Hmmm ....... I wonder if I could convince Jean Crowder that she is too good for the NDP and that it would make sense for her to switch her allegiance to the Green Party. :-)

Thursday, May 21, 2009

10 Steps to Peace

I like this excerpt from the website of The Center for Nonviolent Communication.

10 Things We Can Do to Contribute to Internal, Interpersonal, and Organizational Peace

  1. Spend some time each day quietly reflecting on how we would like to relate to ourselves and others.

  2. Remember that all human beings have the same needs.

  3. Check our intention to see if we are as interested in others getting their needs met as our own.

  4. When asking someone to do something, check first to see if we are making a request or a demand.

  5. Instead of saying what we DON'T want someone to do, say what we DO want the person to do.

  6. Instead of saying what we want someone to BE, say what action we'd like the person to take that we hope will help the person be that way.

  7. Before agreeing or disagreeing with anyone's opinions, try to tune in to what the person is feeling and needing.

  8. Instead of saying "No," say what need of ours prevents us from saying "Yes."

  9. If we are feeling upset, think about what need of ours is not being met, and what we could do to meet it, instead of thinking about what's wrong with others or ourselves.

  10. Instead of praising someone who did something we like, express our gratitude by telling the person what need of ours that action met.

At this moment, the most challenging advice on the list, for me, is Number Three. Of course I subscribe to that value ....... in theory. But talk is cheap. Whether or not I walk my talk is the test.

Tuesday, May 19, 2009

Vargas Adventure

I promised to tell you about my camping trip to Vargas Island over the Victoria Day long weekend. It was enchanting.

What I liked best about it was the solitude. The first time we saw anyone besides the members of our own travel party was around noon on the day of our departure, just as we were packing up to return home. The scenery was gorgeous, as was the sound of the waves when I fell asleep on the beach.

Although the sky was overcast most of the time that we were there, the rain was confined to short overnight showers. The weather was dry during daylight hours, and that made the logistics of camping and hiking easier.

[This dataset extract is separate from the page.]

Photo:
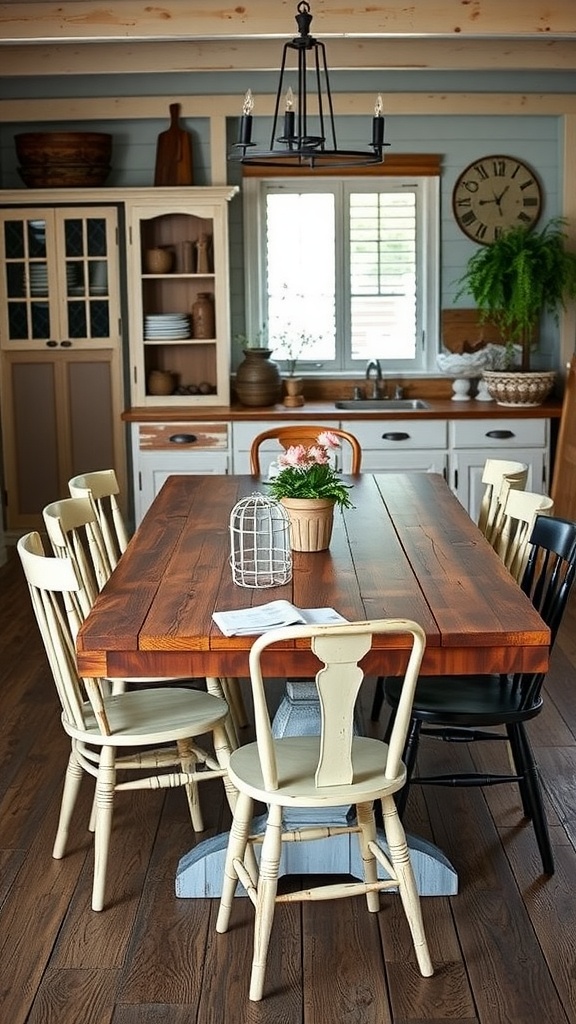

The company was congenial too.

We left home on Saturday morning, May 16th, 2009, and returned on Sunday evening, May 18th, 2009.

In the picture above, we have just disembarked from the boat that ferried us from Tofino to the near shore of Vargas Island. We are about to hike across the island to Ahous Bay on the far shore. From left to right: Sarah, Sue, Lynne, Michael and Ian.

Above are our tents on the beach at Ahous Bay, on the west coast of Vargas Island. My trip was made possible by the generosity, cooperation and collaboration of friends. Charles and Lynne gave me a ride from Nanaimo to Tofino and back again. My fellow Pacific Gardeners, Chad and Susana, lent me a tent and a backpack. Ian lent me a sleeping bag and a foam camping mattress, as well as sharing his camp stove with me.

Above our party is setting out for a Sunday morning hike. Left to right: Sarah, Sue, Charles, Ian, Peter, Lynne and Michael. The piece of foam that Peter and Michael are carrying was salvaged from the beach. The idea is to use it as a raft with which to cross a lagoon further up the island. Sarah and Michael, in particular, displayed great creativity in finding uses for found objects.

I liked the patterns that waves had made in the sand.

Sunset from Ahous Bay.

In the series of peak moments I have experienced since I moved to Nanaimo, a period during which one superlative has overtaken another, Vargas Island is right up there with the best.

If you would like to see more photos, I have posted some on this website.

Saturday, May 16, 2009

Off to Vargas Island

I am off to visit Vargas Island with friends for the Victoria Day long weekend. We will drive to Tofino on the west coast of Vancouver Island, catch a boat to Vargas Island, hike across the island, and camp on the far shore. I'm expecting it to be fun. When I get back home to Nanaimo, I'll let you know how it went.